Сергей Николаевич не долго задержался в Павлограде. Коротким было и его увлечение физикой — всего один учебный год. Как только кончились занятия и начались летние каникулы, Сергей Николаевич распрощался с Павлоградом. Правда, здесь, в небольшом украинском городе, в типографии Браиловского, 26-летний Сергеев-Ценский напечатал первую книжку «Думы и грезы». Состояла она из трех десятков стихотворений. И хотя тираж ее был ничтожно мал — 300 экземпляров, — автору она принесла много радостей… Шутка ли сказать — первая книга!
Огорчало только то, что издатель «по техническим причинам» не опубликовал программное» стихотворение, которым поэт хотел открыть книгу:
С судьбою споря,
В горниле горя,
В горниле битвы
Я стих кую;
В нем есть страданья,
Но нет рыданья
И нет молитвы
За жизнь мою.
В нем много боли.
Но жажда воли,
Но крик свободы
Звучат сильней.
Так смять оковы,
Залить готовы
Весною воды
Простор полей.
Не звон пасхальный
Души кристальной,
Не воркованья
В стихе дрожат.
Как гром, грохочет,
И жизни хочет,
И рвет молчанье
Ночной набат.
Это стихотворение лучше всякого предисловия или рецензии определило направление всего сборника. Стихи поэта мужественны, полны гражданского пафоса борьбы и глубокого философского смысла.
Должно быть, из-за боязни преследований издатель не решился напечатать «Мой стих».

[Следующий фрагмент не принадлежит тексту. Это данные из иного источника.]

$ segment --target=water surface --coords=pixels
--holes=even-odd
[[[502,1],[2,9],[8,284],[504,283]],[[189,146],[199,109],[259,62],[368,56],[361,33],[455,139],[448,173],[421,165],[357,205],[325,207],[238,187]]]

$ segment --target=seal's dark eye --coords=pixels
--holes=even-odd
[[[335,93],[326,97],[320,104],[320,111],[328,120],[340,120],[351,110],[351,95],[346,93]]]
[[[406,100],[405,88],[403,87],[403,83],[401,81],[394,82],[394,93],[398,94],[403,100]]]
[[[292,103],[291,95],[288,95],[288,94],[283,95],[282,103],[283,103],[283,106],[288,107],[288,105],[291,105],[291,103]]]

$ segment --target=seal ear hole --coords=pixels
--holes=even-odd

«Думы и грезы», несмотря на сугубо провинциальное издание и нищенский тираж, не прошли незамеченными. В 1902 году в журнале «Русская мысль» появилась небольшая рецензия без подписи. В ней говорилось, что «г. Сергеев… никогда не играет от скуки стихом; излить свое чувство для него глубокая потребность; и чувства его не мелкие, не минутные чувства, а из ряда высших, какие во все времена волновали душу человека, сродни чувствам прикованного Прометея».

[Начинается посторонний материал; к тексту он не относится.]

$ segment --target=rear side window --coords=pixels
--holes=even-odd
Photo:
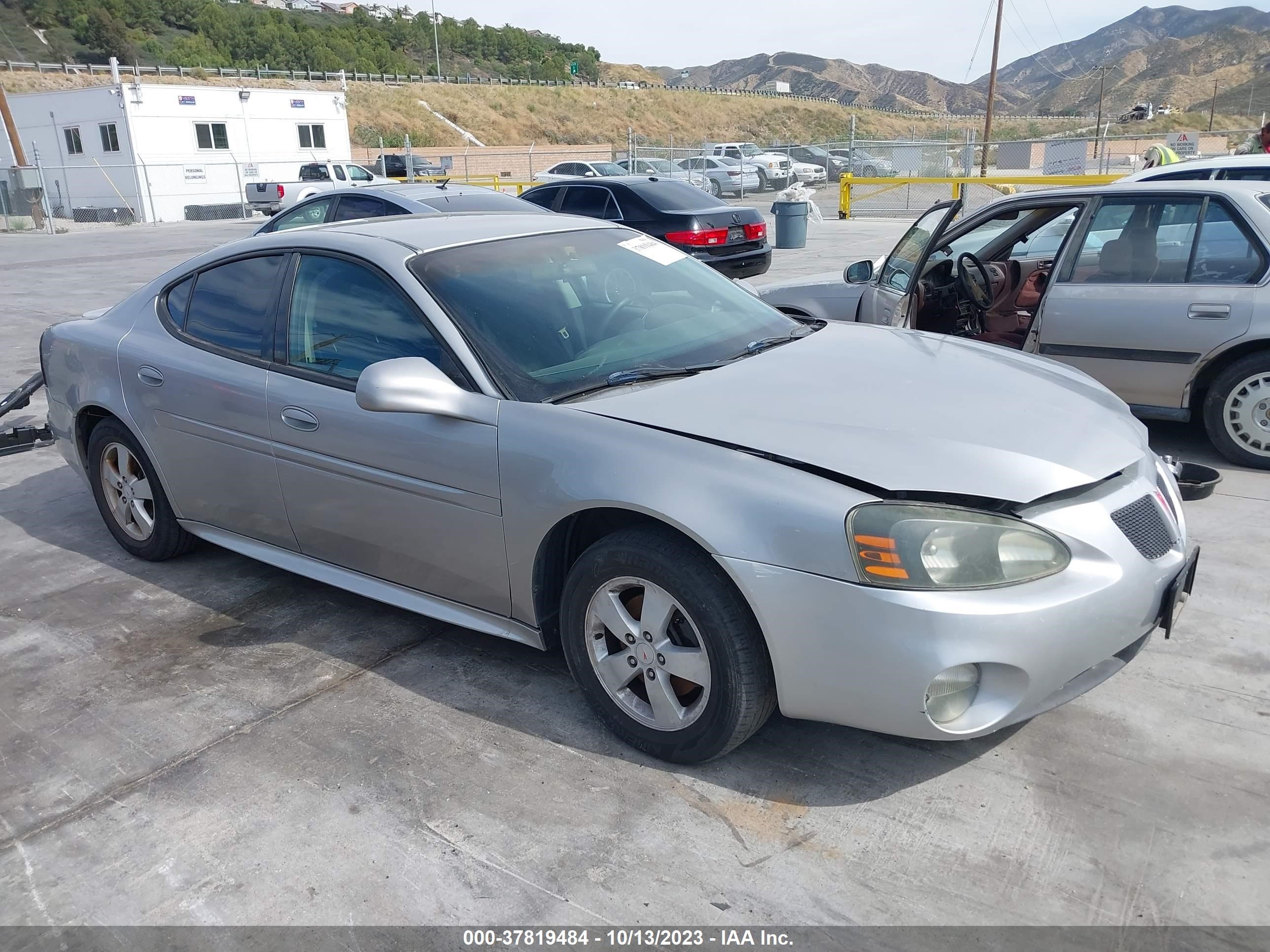
[[[1191,284],[1251,284],[1264,268],[1261,249],[1220,203],[1209,199],[1195,242]]]
[[[573,185],[564,193],[560,211],[565,215],[585,215],[588,218],[603,218],[608,206],[608,189],[578,188]]]
[[[185,333],[246,357],[260,357],[273,340],[273,298],[286,255],[244,258],[198,274],[185,315]],[[268,334],[265,334],[268,331]]]
[[[326,209],[334,203],[334,198],[319,198],[290,212],[274,216],[269,223],[269,231],[286,231],[287,228],[301,228],[306,225],[321,225],[326,221]]]
[[[168,292],[168,314],[178,327],[185,326],[185,310],[189,307],[189,289],[194,287],[193,278],[185,278]]]
[[[686,182],[635,182],[630,189],[660,212],[696,212],[728,204]]]
[[[385,215],[384,202],[373,195],[343,195],[331,221],[353,218],[380,218]]]
[[[556,195],[560,194],[559,188],[531,188],[521,198],[526,202],[532,202],[536,206],[550,209],[555,203]]]
[[[1231,182],[1270,182],[1270,165],[1253,165],[1247,169],[1224,169],[1218,178]]]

Процитировав полностью два стихотворения из сборника, рецензент писал в конце своей статьи: «Будь автор этих стихов поэтом, он был бы великим поэтом, но он не поэт… Однако сила сосредоточенного чувства исторгает у него иногда могучие звуки».

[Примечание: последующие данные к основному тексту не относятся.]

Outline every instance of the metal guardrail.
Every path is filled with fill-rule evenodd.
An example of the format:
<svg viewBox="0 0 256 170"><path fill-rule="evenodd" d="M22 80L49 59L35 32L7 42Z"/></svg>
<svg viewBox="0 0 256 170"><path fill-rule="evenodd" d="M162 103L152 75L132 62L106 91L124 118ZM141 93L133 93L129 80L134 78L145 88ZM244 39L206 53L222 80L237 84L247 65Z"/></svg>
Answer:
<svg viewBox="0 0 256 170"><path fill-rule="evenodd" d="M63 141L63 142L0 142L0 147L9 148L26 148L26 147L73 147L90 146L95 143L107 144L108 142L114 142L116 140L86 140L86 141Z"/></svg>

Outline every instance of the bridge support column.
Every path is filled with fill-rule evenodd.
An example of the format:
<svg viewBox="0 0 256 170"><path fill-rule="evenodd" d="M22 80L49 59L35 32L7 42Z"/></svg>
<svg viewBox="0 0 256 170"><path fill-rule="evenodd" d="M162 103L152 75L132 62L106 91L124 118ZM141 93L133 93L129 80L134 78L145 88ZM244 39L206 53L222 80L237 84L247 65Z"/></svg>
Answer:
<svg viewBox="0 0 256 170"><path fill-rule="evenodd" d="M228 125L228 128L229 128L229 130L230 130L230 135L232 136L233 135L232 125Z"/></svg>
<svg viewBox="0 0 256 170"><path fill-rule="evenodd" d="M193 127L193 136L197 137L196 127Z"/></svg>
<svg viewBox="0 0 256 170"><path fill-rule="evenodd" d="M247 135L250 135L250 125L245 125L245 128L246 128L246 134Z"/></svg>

Неубедительность, противоречивость последних фраз бесспорны. Рецензент, несмотря на оговорку вначале, все-таки пытался искать в стихах Сергеева-Ценского «души кристальной воркованье» и, не найдя его, заключал, что Ценский не поэт. Сказалось в какой-то степени на выводе рецензента и то, что он, несомненно, был знаком с прозой Сергеева-Ценского. В той же «Русской мысли» только что был опубликован рассказ «Тундра» и принят к печати рассказ «Забыл». В других изданиях увидели свет «Полубог», «Коварный журавль», «Врет судьба!». Даже по этим рассказам можно было делать безошибочное заключение, что в Ценском прозаик сильнее поэта. Однако это не давало никаких оснований утверждать, что автор «Дум и грез» не поэт. Уже тогда в его стихах было то положительное и сильное, чего так не хватало поэзии того времени, — гражданское мужество, пафос борьбы, острота в отношении к современной действительности. И если бы рецензента «Русской мысли» интересовала именно эта сторона поэзии, он без труда увидел бы, что стихи молодого поэта сродни некрасовской музе. Именно Некрасов был учителем Ценского-поэта, хотя сам Сергей Николаевич и не подозревал этого.